Вторая луна весны, день одиннадцатый. Устал. Очень устал, все тело ноет. Но как красивы весной наши леса! Молодая листва, разноцветье цветов, свежая зелень трав, пение птиц, синее-синее небо... Синее, как ее глаза. Утром стоял туман - будто серый песок подмешали в тарелку с голубым молоком. Но потом он рассеялся и как же хорошо было на вольном воздухе! Я жалел только, что Солнышко не со мной. Ей-то из окна виден лишь крохотный кусочек неба, да горы вдали. А ночью - звезды. Это хорошо, эльфам ведь нужны звезды - так я слышал. Я принес ей молодое деревце - выкопал вместе с землей, а дома устроил в горшке, где всегда хранил сушеные травы. Ну ничего, травы перекочевали в деревянный ящик а деревце (если не ошибаюсь, это - молодой дубок) я поставил у кровати - пусть Солнышко смотрит и радуется. А если кто спросит -зачем, ну что ж, мало ли полезных свойств у листьев и коры дуба... Спина болит, вот что. Да и на полу прохладно... Но это все пустяки, - только она заметить не должна.

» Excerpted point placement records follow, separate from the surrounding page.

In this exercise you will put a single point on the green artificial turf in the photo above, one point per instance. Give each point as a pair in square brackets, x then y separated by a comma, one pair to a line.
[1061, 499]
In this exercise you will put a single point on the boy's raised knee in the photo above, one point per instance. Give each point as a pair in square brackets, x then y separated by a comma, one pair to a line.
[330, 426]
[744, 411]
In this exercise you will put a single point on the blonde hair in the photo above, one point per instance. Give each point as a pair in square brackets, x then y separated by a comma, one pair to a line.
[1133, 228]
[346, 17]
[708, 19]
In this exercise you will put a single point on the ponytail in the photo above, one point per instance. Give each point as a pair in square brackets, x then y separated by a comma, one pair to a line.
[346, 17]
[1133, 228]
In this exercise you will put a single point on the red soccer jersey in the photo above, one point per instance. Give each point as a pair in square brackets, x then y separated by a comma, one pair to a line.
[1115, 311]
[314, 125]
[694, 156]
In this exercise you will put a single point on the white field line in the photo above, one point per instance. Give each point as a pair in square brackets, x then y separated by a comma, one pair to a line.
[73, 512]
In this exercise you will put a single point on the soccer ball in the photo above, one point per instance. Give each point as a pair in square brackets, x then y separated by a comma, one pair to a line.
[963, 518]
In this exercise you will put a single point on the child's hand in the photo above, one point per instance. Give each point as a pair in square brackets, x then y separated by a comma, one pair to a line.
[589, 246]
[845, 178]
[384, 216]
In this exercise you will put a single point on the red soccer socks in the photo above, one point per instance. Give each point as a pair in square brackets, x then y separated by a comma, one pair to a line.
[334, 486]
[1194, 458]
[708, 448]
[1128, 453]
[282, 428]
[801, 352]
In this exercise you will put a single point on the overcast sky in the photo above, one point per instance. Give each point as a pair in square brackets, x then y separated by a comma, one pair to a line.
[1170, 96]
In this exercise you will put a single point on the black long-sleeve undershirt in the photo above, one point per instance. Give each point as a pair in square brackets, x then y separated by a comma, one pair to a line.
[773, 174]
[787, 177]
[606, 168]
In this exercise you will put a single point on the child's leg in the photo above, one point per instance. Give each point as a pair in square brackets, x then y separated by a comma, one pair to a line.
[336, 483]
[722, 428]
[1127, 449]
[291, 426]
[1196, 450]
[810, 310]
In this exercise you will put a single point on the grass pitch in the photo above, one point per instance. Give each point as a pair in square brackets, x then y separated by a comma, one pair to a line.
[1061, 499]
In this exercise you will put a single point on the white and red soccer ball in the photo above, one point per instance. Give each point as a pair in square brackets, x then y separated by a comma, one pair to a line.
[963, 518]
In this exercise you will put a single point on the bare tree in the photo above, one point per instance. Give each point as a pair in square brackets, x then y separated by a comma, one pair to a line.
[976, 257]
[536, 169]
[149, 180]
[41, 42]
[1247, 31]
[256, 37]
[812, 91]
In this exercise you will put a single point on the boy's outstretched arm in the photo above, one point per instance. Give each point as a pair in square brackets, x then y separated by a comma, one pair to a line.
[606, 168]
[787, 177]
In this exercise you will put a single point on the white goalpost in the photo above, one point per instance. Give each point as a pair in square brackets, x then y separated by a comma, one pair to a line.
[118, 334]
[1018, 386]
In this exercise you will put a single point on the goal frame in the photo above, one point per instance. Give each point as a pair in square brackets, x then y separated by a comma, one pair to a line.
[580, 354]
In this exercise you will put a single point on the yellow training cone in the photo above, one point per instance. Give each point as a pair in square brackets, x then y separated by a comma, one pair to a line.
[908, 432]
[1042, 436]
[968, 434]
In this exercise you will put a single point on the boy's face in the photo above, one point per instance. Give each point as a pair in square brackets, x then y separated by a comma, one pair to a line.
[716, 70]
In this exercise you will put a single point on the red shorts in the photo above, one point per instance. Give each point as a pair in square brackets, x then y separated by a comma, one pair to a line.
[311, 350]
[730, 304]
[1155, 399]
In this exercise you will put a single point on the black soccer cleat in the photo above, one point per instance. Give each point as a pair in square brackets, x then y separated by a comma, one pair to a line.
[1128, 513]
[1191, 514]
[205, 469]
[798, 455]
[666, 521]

Вторая луна весны, день двадцать третий. Ну как убедить этого мальчишку, что ходить он все равно должен пытаться, несмотря на боль?! Да, ногу сломал... Больно, понимаю, но кость-то уже срослась, и теперь, если будет продолжать валятся без движения, то нога ослабнет - и кто знает, сможет ли он потом вообще стоять, не говоря уже о том, чтобы ходить и бегать. Ладно. Завтра попробую объяснить еще раз. А если меня не послушает, то уж старшего брата - точно. Я что-то расчихался. Хорош же целитель, который за собой уследить не может! И Солнышко заметила. Спрашивает: - Ты заболел? - Нет, - отвечаю, - Просто так. А она посмотрела... - Ты на полу спишь. Пол холодный, потому ты простудился. - Это ничего... Мне правда все равно. Солнышко подумала немного, потом решительно тряхнула головой. - Теперь будешь спать на кровати. А то совсем разболеешься. Разве посмел бы я ей возразить? Да и права она, на кровати высплюсь лучше. Вот только бы Солнышко не напугать... Правда, узковата кровать. А, ничего, как нибудь!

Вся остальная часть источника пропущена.